3. Security: Running AI-generated code is remote code execution (RCE). It must be isolated from the host infrastructure.
The Solution: DataLens¶
DataLens is a web application where users upload datasets and an AI Agent acts as their dedicated Data Scientist.
Architecture¶
graph TD
subgraph "User (Browser)"
UI[DataLens Dashboard]
Upload[File Uploader]
end
subgraph "Cognition Engine"
API[API Gateway]
subgraph "The Data Cell (Docker)"
Runtime[Python Runtime]
Vol[Workspace Volume]
end
subgraph "State"
Thread[Session Memory]
end
end
Upload -- "1. Upload CSV" --> Vol
UI -- "2. 'Analyze Churn'" --> API
API -- "3. Dispatch" --> Runtime
Runtime -- "4. Read CSV" --> Vol
Runtime -- "5. Write Plot.png" --> Vol
Vol -- "6. Serve Image" --> UI
Thread -- "7. Persist Context" --> API
Key Components¶
1. The Data Cell¶
DataLens uses a Docker Cell image pre-loaded with the standard data science stack:
* pandas, numpy, matplotlib, seaborn, scikit-learn.

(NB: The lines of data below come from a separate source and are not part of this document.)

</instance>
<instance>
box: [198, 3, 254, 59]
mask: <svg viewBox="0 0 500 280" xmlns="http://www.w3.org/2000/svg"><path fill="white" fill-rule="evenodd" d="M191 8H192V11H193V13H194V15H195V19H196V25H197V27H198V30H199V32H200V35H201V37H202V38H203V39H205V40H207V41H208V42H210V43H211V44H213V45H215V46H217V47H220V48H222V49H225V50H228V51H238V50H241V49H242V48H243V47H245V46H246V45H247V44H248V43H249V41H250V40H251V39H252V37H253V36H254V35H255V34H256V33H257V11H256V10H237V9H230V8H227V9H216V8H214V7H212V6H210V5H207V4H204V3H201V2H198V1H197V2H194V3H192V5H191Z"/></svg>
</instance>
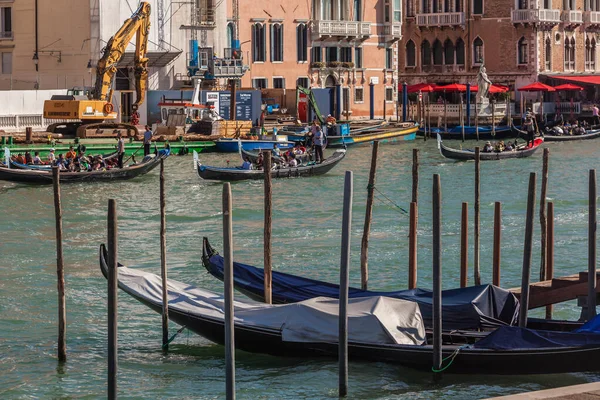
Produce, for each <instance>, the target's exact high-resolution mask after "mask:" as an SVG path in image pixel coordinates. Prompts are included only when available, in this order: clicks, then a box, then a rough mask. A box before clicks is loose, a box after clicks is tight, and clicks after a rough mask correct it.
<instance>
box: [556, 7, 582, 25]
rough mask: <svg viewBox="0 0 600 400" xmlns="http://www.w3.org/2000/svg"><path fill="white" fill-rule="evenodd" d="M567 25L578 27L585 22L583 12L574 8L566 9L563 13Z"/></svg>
mask: <svg viewBox="0 0 600 400" xmlns="http://www.w3.org/2000/svg"><path fill="white" fill-rule="evenodd" d="M561 19H562V21H563V25H564V26H565V27H571V28H576V27H577V26H579V25H581V24H583V12H581V11H574V10H564V11H563V12H562V15H561Z"/></svg>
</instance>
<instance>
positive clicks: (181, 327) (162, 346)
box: [162, 325, 187, 348]
mask: <svg viewBox="0 0 600 400" xmlns="http://www.w3.org/2000/svg"><path fill="white" fill-rule="evenodd" d="M185 328H187V327H186V326H185V325H184V326H182V327H181V328H180V329H179V330H178V331H177V332H175V334H174V335H173V336H171V338H169V340H168V341H167V343H165V344H163V345H162V347H163V348H165V347H167V346H168V345H169V343H171V342H172V341H173V340H175V338H176V337H177V336H179V334H180V333H181V332H183V330H184V329H185Z"/></svg>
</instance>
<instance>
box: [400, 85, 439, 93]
mask: <svg viewBox="0 0 600 400" xmlns="http://www.w3.org/2000/svg"><path fill="white" fill-rule="evenodd" d="M407 89H408V93H418V92H423V93H429V92H433V91H434V90H435V84H431V83H417V84H416V85H410V86H408V88H407ZM400 90H402V86H401V87H400Z"/></svg>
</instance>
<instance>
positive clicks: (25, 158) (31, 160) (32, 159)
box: [25, 151, 33, 164]
mask: <svg viewBox="0 0 600 400" xmlns="http://www.w3.org/2000/svg"><path fill="white" fill-rule="evenodd" d="M25 164H33V158H32V157H31V153H30V152H29V151H26V152H25Z"/></svg>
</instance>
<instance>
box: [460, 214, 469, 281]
mask: <svg viewBox="0 0 600 400" xmlns="http://www.w3.org/2000/svg"><path fill="white" fill-rule="evenodd" d="M468 272H469V203H467V202H463V203H462V213H461V219H460V287H467V285H468V281H469V276H468Z"/></svg>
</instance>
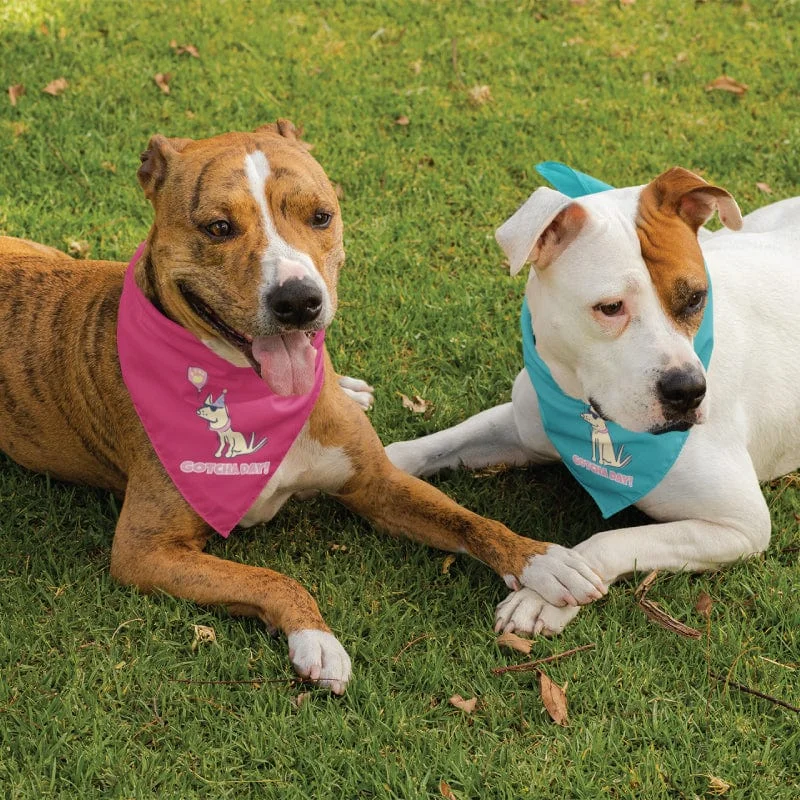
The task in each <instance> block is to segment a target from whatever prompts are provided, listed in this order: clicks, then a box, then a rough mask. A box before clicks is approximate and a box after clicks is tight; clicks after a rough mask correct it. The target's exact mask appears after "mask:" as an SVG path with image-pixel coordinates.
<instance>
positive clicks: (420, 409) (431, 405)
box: [400, 394, 433, 414]
mask: <svg viewBox="0 0 800 800" xmlns="http://www.w3.org/2000/svg"><path fill="white" fill-rule="evenodd" d="M400 399H401V400H402V403H403V408H407V409H408V410H409V411H411V412H413V413H414V414H425V413H426V412H429V411H430V410H431V409H432V408H433V406H432V405H431V404H430V403H429V402H428V401H427V400H423V399H422V398H421V397H420V396H419V395H418V394H415V395H414V397H413V398H410V397H408V396H407V395H404V394H401V395H400Z"/></svg>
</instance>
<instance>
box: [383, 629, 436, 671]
mask: <svg viewBox="0 0 800 800" xmlns="http://www.w3.org/2000/svg"><path fill="white" fill-rule="evenodd" d="M431 638H433V634H432V633H423V634H422V636H417V638H416V639H412V640H411V641H410V642H407V643H406V644H405V645H403V647H402V649H401V650H400V652H399V653H398V654H397V655H396V656H395V657H394V658H393V659H392V660H393V661H394V663H395V664H396V663H397V662H398V660H399V658H400V656H401V655H403V653H405V651H406V650H408V649H409V647H413V646H414V645H415V644H417V643H419V642H421V641H423V640H424V639H431Z"/></svg>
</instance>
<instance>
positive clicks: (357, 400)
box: [339, 375, 375, 411]
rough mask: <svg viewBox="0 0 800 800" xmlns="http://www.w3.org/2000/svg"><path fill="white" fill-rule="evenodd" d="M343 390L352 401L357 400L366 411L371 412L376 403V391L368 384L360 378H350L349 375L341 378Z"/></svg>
mask: <svg viewBox="0 0 800 800" xmlns="http://www.w3.org/2000/svg"><path fill="white" fill-rule="evenodd" d="M339 386H340V388H341V390H342V391H343V392H344V393H345V394H346V395H347V396H348V397H349V398H350V399H351V400H355V401H356V403H358V404H359V405H360V406H361V408H363V409H364V411H369V410H370V409H371V408H372V404H373V403H374V402H375V390H374V389H373V388H372V387H371V386H370V385H369V384H368V383H367V382H366V381H362V380H359V379H358V378H348V377H347V375H340V376H339Z"/></svg>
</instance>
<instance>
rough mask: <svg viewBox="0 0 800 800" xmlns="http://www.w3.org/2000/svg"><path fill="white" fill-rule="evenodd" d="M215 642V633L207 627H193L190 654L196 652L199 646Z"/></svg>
mask: <svg viewBox="0 0 800 800" xmlns="http://www.w3.org/2000/svg"><path fill="white" fill-rule="evenodd" d="M216 641H217V633H216V631H215V630H214V629H213V628H211V627H210V626H208V625H195V626H194V639H193V640H192V652H194V651H195V650H197V648H198V647H199V646H200V645H201V644H206V643H210V642H216Z"/></svg>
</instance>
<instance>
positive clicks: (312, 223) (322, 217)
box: [311, 208, 333, 231]
mask: <svg viewBox="0 0 800 800" xmlns="http://www.w3.org/2000/svg"><path fill="white" fill-rule="evenodd" d="M332 219H333V214H331V213H330V212H328V211H323V210H322V209H321V208H318V209H317V210H316V211H315V212H314V215H313V216H312V217H311V227H312V228H316V229H317V230H321V231H324V230H325V228H327V227H328V226H329V225H330V224H331V220H332Z"/></svg>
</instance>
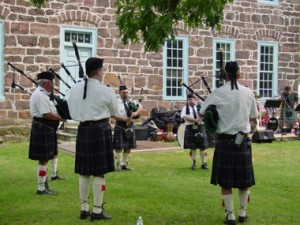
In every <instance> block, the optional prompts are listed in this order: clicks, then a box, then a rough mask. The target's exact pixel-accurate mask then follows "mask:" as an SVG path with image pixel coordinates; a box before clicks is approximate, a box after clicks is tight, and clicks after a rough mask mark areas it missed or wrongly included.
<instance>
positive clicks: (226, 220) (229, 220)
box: [224, 215, 236, 225]
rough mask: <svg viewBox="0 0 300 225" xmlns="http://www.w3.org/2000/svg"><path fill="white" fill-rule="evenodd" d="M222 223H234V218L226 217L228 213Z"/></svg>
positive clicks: (230, 224)
mask: <svg viewBox="0 0 300 225" xmlns="http://www.w3.org/2000/svg"><path fill="white" fill-rule="evenodd" d="M224 223H225V224H227V225H235V224H236V223H235V220H230V219H228V215H227V216H226V217H225V219H224Z"/></svg>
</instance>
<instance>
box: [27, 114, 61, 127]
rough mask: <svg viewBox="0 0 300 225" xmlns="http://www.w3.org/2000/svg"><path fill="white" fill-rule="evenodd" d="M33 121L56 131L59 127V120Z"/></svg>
mask: <svg viewBox="0 0 300 225" xmlns="http://www.w3.org/2000/svg"><path fill="white" fill-rule="evenodd" d="M33 121H36V122H39V123H42V124H44V125H47V126H50V127H52V128H54V129H57V128H58V125H59V120H48V119H45V118H42V117H33Z"/></svg>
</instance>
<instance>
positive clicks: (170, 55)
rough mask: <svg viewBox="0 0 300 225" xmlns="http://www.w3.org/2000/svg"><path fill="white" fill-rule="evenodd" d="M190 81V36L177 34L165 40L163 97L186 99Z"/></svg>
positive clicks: (172, 99)
mask: <svg viewBox="0 0 300 225" xmlns="http://www.w3.org/2000/svg"><path fill="white" fill-rule="evenodd" d="M187 81H188V37H186V36H177V37H176V38H175V40H174V41H173V40H168V41H166V42H165V45H164V48H163V99H164V100H179V101H181V100H186V90H185V87H183V86H182V85H181V82H184V83H186V82H187Z"/></svg>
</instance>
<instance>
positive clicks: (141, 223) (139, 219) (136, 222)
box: [136, 216, 143, 225]
mask: <svg viewBox="0 0 300 225" xmlns="http://www.w3.org/2000/svg"><path fill="white" fill-rule="evenodd" d="M136 225H143V219H142V217H141V216H139V218H138V220H137V221H136Z"/></svg>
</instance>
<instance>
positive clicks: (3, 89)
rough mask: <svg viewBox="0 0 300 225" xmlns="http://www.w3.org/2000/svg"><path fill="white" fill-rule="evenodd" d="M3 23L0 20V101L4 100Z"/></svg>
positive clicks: (3, 31)
mask: <svg viewBox="0 0 300 225" xmlns="http://www.w3.org/2000/svg"><path fill="white" fill-rule="evenodd" d="M4 38H5V35H4V21H3V20H0V101H1V100H4V99H5V97H4Z"/></svg>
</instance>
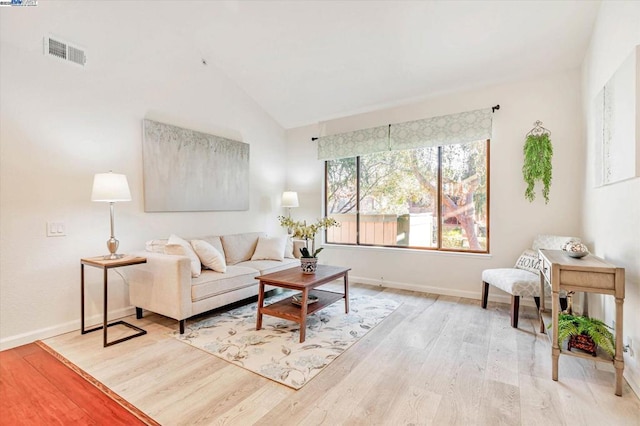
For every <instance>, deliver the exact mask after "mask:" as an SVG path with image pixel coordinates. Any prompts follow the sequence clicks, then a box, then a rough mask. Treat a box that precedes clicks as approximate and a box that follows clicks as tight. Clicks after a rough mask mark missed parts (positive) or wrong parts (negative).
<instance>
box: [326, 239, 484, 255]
mask: <svg viewBox="0 0 640 426" xmlns="http://www.w3.org/2000/svg"><path fill="white" fill-rule="evenodd" d="M322 247H324V249H325V250H328V249H336V250H349V251H351V250H353V251H365V252H366V251H371V252H388V253H394V254H395V253H407V254H409V253H410V254H416V253H420V254H426V255H430V256H431V255H432V256H453V257H473V258H492V257H493V255H492V254H491V253H467V252H462V251H444V250H433V249H413V248H400V247H381V246H358V245H350V244H333V243H323V244H322Z"/></svg>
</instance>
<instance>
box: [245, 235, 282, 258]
mask: <svg viewBox="0 0 640 426" xmlns="http://www.w3.org/2000/svg"><path fill="white" fill-rule="evenodd" d="M286 245H287V238H286V237H259V238H258V245H257V246H256V251H255V252H253V256H251V260H279V261H281V262H282V261H283V260H284V249H285V247H286Z"/></svg>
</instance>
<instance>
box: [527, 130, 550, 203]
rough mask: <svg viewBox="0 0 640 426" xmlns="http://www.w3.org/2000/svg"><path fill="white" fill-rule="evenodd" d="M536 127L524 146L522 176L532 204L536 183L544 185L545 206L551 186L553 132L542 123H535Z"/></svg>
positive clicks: (527, 196)
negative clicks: (537, 182) (551, 164)
mask: <svg viewBox="0 0 640 426" xmlns="http://www.w3.org/2000/svg"><path fill="white" fill-rule="evenodd" d="M533 125H534V127H533V129H531V130H530V131H529V133H527V135H526V137H525V139H526V141H525V144H524V148H523V151H524V164H523V165H522V175H523V177H524V181H525V183H526V184H527V189H526V190H525V194H524V196H525V198H526V199H527V200H529V201H530V202H532V201H533V200H535V198H536V194H535V192H534V189H535V185H536V182H540V183H542V196H543V197H544V202H545V204H546V203H548V202H549V188H550V186H551V168H552V166H551V159H552V157H553V146H552V145H551V139H550V137H549V136H551V132H550V131H549V129H545V128H544V127H542V121H540V120H538V121H536V122H535V123H533Z"/></svg>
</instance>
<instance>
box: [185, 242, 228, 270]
mask: <svg viewBox="0 0 640 426" xmlns="http://www.w3.org/2000/svg"><path fill="white" fill-rule="evenodd" d="M191 246H192V247H193V249H194V250H195V252H196V254H197V255H198V257H199V258H200V262H202V264H203V265H204V266H206V267H207V268H209V269H213V270H214V271H216V272H222V273H225V272H227V264H226V263H225V261H224V256H222V253H220V251H218V250H217V249H216V248H215V247H214V246H212V245H211V244H209V243H208V242H206V241H203V240H191Z"/></svg>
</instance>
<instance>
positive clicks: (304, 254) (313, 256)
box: [300, 247, 324, 258]
mask: <svg viewBox="0 0 640 426" xmlns="http://www.w3.org/2000/svg"><path fill="white" fill-rule="evenodd" d="M322 250H324V247H320V248H319V249H317V250H316V251H314V252H313V255H312V254H311V253H310V252H309V249H308V248H306V247H302V248H301V249H300V254H301V255H302V257H304V258H313V257H318V253H320V252H321V251H322Z"/></svg>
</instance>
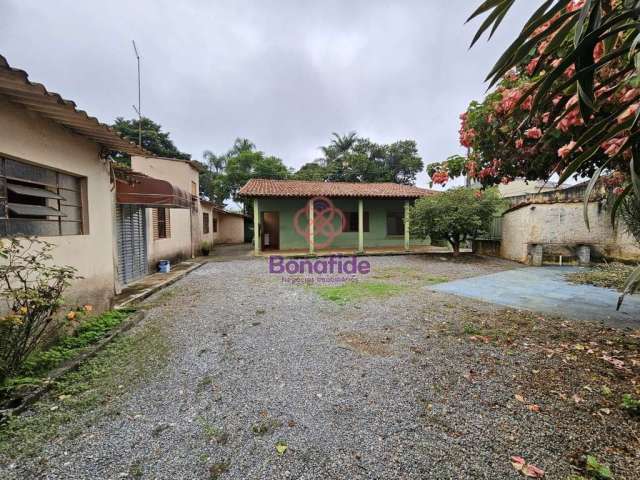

* Restricted Network: The container has NO internet access. This ensures that even if the AI generates code to upload the CSV to a remote server, it will fail.
2. The Artifact Loop¶
The Agent doesn't just "talk." It "does."
* User: "Visualize the correlation between Age and Spend."
* Agent (Thought): "I need to write a script to load the data and plot a scatter chart."
* Tool Call: write_file("plot_analysis.py", code)
* Tool Call: execute("python plot_analysis.py")
* Result: The script saves correlation_scatter.png to the workspace.
* Final Response: "I've generated the chart. [Link to Image]"
3. Stateful Refinement¶
Because of Cognition's Thread persistence, the user can iterate. * User: "Remove outliers where Spend > $10k and re-run." * Agent: Loads the previous context, modifies the script, and regenerates the artifact.
Implementation Example¶
System Prompt:
You are DataLens, an expert Python Data Scientist.
You have access to a dataset at `/workspace/data.csv`.
RULES:
1. Always write Python code to answer questions. Never guess.
2. Save all plots as PNG files in `/workspace/outputs/`.
3. If the data is messy, write a script to clean it first.
Workflow Trace:
- Ingest: User uploads
churn_data.csv. - Instruction: "What is the average LTV by cohort?"
- Agent Action:
execute("head -n 5 data.csv")→ Checks schema.write_file("analyze.py")→ Writes pandas aggregation logic.execute("python analyze.py")→ Runs the math.
- Output:
{"LTV": {"2023-Q1": 450, "2023-Q2": 480}} - Response: "The 2023-Q2 cohort has the highest LTV ($480). Here is the breakdown..."
Why Cognition?¶
- Security: Building a secure RCE environment for Python is incredibly difficult. Cognition's Cell primitive solves this out of the box.
- Trust: The Audit Trace allows the user to see the exact Python code used to generate the metric, building confidence in the result.